By Mike Archer. Councillor John Smith is absolutely right. A starling control program, which would reduce the number of starlings attacking local blueberry crops, is the sanest solution to the problem of propane cannons.
The fact that growers in Washington state and the Okanagan have been effectively using such programs for years ought to give us a clue in resolving this endless dispute over cannons in our own fields.
Since the politics of interest groups is keeping Abbotsford council from being able to make a principled decision on the matter, and has kept council stuck doing nothing for years on the issue, rather than appeal to the provincial government or threaten to add one more ultra vires bylaw to our books, why doesn’t the City of Abbotsford simply fork over the $30,000 a year Smith says is required to administer the program used by our neighbours south of the border.
It would also take us out of the endless blame game which pits farmer against farmer, neighbour against neighbour, city against province … and never resolves a thing.
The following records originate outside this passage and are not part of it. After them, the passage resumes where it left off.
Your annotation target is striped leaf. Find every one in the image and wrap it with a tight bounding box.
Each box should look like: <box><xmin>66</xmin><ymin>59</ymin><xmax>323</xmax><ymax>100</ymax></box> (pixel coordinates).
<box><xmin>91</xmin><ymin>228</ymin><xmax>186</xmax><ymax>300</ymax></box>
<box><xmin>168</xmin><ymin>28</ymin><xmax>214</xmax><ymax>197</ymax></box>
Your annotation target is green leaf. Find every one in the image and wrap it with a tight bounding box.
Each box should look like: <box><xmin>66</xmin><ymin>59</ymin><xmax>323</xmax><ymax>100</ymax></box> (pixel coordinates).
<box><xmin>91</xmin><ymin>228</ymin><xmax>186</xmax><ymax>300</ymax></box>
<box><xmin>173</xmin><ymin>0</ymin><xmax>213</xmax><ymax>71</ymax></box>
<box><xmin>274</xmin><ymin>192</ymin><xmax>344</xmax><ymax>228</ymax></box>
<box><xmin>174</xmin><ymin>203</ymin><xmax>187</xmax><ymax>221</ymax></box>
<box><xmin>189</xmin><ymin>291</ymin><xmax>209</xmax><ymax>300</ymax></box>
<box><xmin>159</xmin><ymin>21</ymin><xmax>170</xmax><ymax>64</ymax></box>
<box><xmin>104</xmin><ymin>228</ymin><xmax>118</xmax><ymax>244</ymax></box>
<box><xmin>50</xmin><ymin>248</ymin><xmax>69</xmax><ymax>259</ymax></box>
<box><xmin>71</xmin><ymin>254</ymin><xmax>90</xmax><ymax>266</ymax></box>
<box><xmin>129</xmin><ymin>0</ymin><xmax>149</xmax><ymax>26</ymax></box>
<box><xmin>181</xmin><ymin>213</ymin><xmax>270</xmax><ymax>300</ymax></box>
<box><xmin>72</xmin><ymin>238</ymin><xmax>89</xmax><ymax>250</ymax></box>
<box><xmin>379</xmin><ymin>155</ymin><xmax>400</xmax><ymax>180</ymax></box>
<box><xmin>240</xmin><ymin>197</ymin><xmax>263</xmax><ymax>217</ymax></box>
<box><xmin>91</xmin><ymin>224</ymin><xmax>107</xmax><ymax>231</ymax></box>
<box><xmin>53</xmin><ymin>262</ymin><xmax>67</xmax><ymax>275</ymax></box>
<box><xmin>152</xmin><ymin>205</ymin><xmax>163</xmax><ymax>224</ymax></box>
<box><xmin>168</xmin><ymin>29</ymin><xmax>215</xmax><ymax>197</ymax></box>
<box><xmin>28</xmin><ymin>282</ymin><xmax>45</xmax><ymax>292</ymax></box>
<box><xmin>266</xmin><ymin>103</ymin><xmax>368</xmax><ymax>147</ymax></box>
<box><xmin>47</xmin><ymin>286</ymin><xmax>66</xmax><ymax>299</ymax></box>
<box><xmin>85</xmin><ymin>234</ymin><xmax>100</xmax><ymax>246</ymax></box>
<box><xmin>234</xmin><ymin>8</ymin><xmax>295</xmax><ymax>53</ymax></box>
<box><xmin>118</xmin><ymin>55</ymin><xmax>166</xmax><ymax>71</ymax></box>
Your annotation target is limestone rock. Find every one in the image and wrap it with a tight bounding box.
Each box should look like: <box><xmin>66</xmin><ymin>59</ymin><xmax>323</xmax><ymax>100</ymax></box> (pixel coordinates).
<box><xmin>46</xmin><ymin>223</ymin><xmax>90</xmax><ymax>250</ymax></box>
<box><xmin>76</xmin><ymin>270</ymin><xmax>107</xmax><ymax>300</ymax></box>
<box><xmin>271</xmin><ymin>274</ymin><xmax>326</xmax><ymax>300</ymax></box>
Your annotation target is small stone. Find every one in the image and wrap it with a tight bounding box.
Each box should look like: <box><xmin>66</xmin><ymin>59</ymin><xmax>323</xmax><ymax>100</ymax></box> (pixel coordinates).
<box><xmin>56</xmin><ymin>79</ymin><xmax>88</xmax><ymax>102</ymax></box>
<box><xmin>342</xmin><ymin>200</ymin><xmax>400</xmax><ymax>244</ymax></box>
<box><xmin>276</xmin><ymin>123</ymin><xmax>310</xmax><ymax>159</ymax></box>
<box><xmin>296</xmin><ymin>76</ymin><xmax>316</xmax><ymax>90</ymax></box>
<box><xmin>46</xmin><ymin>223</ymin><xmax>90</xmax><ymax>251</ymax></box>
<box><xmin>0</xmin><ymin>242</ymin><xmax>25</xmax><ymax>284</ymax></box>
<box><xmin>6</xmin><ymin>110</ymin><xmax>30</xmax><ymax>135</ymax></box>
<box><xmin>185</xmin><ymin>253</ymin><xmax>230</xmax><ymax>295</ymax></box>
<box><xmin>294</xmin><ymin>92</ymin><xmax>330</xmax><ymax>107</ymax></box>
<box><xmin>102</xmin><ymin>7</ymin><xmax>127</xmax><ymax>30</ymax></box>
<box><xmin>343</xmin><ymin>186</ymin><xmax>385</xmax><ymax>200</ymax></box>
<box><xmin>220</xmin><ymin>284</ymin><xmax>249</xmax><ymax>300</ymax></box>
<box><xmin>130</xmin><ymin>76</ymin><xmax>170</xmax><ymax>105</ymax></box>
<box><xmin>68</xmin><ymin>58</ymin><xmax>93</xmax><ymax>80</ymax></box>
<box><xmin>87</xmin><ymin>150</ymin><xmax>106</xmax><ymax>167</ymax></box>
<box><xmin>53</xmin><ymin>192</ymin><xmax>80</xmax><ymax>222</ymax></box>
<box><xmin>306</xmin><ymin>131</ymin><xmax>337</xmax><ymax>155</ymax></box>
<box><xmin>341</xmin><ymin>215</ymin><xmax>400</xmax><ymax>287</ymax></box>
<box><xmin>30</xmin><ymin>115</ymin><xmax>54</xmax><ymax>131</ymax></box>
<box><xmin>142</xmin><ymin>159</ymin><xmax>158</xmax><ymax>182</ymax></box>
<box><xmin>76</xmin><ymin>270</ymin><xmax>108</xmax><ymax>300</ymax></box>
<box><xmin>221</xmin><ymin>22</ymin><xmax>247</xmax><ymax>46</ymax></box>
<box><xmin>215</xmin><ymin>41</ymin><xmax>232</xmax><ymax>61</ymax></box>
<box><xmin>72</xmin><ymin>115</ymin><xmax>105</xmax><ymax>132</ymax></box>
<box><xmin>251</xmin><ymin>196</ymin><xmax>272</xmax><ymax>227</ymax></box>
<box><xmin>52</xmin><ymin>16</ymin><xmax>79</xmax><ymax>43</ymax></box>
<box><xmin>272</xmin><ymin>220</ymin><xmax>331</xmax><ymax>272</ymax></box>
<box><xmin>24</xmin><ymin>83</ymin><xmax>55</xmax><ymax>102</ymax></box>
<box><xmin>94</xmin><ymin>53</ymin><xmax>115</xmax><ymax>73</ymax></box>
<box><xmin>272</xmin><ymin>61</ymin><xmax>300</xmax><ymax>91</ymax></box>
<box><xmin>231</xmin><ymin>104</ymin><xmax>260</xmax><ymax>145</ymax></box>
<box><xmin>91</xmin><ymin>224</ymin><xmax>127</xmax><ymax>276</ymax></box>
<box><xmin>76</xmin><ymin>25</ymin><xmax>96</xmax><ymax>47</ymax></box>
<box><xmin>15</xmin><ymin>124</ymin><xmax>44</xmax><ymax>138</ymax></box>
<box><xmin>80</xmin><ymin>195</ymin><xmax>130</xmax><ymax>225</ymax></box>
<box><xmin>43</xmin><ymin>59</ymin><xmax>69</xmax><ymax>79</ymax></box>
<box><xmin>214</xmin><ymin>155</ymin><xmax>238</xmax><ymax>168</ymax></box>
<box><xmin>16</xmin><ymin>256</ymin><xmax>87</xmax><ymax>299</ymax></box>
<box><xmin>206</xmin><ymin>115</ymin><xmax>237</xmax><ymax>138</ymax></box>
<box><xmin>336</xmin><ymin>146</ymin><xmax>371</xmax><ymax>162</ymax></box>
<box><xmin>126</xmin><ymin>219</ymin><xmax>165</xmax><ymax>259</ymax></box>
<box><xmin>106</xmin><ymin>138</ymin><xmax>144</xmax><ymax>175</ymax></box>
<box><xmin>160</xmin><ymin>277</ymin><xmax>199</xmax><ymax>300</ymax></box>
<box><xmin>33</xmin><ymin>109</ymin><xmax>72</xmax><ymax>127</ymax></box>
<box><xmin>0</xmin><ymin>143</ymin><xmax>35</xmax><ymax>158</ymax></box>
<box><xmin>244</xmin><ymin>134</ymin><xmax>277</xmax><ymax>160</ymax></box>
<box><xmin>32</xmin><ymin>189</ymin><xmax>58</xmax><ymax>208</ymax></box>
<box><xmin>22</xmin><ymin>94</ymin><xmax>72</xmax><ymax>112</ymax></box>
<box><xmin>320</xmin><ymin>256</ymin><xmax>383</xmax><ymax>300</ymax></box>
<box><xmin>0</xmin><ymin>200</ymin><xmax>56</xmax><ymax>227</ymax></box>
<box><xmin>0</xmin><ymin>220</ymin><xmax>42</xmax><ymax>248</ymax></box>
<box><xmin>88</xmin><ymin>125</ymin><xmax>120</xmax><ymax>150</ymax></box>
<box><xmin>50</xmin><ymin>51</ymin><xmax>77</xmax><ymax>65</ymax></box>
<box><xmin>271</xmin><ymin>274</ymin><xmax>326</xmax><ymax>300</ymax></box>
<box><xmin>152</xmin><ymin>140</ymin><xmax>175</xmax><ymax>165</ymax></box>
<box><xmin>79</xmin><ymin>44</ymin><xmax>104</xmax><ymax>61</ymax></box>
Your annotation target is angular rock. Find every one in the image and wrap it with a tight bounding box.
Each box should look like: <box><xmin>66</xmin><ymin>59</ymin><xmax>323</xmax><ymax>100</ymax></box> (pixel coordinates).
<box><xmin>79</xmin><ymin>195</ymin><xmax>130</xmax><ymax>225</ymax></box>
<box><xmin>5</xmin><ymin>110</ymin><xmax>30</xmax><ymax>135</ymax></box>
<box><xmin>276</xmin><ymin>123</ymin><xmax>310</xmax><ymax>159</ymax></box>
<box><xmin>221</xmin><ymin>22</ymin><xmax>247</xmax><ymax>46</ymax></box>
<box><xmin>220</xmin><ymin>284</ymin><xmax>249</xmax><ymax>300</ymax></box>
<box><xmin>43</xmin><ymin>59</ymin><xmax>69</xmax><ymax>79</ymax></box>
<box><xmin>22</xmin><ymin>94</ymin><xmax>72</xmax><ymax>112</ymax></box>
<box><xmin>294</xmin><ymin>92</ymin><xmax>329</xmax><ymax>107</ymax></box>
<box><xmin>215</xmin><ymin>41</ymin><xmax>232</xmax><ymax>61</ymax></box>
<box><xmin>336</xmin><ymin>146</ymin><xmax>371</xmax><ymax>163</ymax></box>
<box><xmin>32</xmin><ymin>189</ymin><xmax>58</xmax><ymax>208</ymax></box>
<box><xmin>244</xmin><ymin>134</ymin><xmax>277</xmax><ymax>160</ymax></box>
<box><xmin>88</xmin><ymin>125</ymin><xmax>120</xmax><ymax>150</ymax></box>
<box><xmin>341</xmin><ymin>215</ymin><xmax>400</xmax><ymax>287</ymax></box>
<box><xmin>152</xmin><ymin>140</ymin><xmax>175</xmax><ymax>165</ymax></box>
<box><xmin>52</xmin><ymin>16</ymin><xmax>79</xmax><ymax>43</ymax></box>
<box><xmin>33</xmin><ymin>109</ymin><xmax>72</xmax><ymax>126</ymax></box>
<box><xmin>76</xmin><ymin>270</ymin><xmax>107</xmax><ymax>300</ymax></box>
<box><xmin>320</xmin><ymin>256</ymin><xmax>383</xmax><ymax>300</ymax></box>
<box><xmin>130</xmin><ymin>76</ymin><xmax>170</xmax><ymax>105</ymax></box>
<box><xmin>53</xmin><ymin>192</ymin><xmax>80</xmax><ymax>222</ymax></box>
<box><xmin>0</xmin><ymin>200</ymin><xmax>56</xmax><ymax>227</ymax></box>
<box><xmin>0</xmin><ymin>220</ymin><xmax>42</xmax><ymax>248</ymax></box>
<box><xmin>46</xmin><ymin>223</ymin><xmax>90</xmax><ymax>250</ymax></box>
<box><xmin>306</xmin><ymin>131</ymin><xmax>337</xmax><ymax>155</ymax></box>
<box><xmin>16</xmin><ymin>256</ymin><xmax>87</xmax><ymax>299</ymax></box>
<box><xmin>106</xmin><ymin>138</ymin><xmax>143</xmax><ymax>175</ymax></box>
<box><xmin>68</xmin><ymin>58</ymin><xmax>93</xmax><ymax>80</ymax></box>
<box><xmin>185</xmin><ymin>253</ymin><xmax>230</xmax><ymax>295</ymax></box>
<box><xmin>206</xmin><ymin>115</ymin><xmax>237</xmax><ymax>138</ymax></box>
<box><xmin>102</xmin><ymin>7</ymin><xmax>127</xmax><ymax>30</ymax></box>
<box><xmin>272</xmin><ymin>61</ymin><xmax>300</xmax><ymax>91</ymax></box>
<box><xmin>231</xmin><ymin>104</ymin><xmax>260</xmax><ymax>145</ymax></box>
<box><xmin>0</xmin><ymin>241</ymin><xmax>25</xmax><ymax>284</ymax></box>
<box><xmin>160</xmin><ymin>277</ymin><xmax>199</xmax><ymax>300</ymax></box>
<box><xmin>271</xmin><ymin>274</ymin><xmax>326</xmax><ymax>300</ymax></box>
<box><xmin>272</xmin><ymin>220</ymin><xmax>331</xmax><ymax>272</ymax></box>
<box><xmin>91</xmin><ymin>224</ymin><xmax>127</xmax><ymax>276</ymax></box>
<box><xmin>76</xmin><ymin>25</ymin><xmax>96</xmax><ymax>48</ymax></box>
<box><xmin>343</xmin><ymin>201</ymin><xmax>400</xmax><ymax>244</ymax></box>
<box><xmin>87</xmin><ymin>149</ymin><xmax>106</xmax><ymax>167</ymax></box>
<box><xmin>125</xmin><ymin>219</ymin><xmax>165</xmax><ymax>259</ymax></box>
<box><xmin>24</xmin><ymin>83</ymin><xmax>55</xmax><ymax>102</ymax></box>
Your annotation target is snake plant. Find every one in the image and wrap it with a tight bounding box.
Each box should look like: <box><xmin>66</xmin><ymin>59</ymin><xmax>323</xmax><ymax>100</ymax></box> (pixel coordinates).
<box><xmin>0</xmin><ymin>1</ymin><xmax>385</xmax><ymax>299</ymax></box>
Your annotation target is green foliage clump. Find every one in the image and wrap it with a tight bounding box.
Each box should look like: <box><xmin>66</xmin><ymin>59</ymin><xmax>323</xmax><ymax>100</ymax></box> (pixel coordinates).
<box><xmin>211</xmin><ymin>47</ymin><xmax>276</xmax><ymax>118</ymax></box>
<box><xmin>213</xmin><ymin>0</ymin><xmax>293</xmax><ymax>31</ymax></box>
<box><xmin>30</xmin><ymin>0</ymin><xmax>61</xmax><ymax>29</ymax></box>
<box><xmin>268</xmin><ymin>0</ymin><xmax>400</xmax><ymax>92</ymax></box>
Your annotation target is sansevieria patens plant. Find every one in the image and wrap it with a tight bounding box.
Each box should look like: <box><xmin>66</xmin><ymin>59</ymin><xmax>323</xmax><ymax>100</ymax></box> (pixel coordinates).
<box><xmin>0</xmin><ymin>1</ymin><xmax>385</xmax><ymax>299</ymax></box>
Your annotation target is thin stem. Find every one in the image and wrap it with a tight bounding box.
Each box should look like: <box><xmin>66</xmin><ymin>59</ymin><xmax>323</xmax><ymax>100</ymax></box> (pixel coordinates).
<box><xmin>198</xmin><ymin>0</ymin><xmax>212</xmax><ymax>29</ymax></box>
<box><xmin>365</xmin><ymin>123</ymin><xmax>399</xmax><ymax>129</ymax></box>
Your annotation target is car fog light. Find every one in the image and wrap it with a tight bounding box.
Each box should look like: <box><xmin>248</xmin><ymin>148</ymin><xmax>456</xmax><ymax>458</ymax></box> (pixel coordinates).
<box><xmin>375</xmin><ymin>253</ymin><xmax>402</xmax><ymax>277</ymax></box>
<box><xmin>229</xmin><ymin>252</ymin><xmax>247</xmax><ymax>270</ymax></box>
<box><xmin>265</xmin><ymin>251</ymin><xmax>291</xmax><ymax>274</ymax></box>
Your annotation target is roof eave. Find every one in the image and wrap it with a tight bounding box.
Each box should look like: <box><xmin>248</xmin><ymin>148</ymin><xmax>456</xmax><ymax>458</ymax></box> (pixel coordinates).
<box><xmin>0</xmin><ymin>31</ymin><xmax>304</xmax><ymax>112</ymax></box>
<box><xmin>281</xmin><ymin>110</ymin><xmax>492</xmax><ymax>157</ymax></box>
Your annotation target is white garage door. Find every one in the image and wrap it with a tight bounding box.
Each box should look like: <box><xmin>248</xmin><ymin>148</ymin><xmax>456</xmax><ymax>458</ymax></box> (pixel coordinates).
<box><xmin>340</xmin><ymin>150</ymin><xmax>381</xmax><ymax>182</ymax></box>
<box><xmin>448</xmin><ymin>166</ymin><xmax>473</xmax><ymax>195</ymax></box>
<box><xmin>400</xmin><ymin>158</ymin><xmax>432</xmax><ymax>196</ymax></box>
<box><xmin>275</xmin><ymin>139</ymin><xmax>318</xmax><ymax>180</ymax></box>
Council is able to arrive at unanimous agreement when it comes to risking hundreds of millions of dollars on vanity projects and pipe dreams. Let’s remove the politicking from this issue and simply agree to solve the problem for the farmers. Surely, even in the financial mess we are in, $30,000 a year can be found to resolve such an annoying an intractable issue.
With fewer starlings to threaten their crops, paid for by the citizens of Abbotsford, the B.C. Blueberry Council can then take on the responsibility of educating their membership about the benefits of they are receiving and the need to, a) adhere to existing regulations, and, b) gradually remove propane cannons over a three-year period as the threat to their crops is decreased thanks to the investment of their fellow citizens.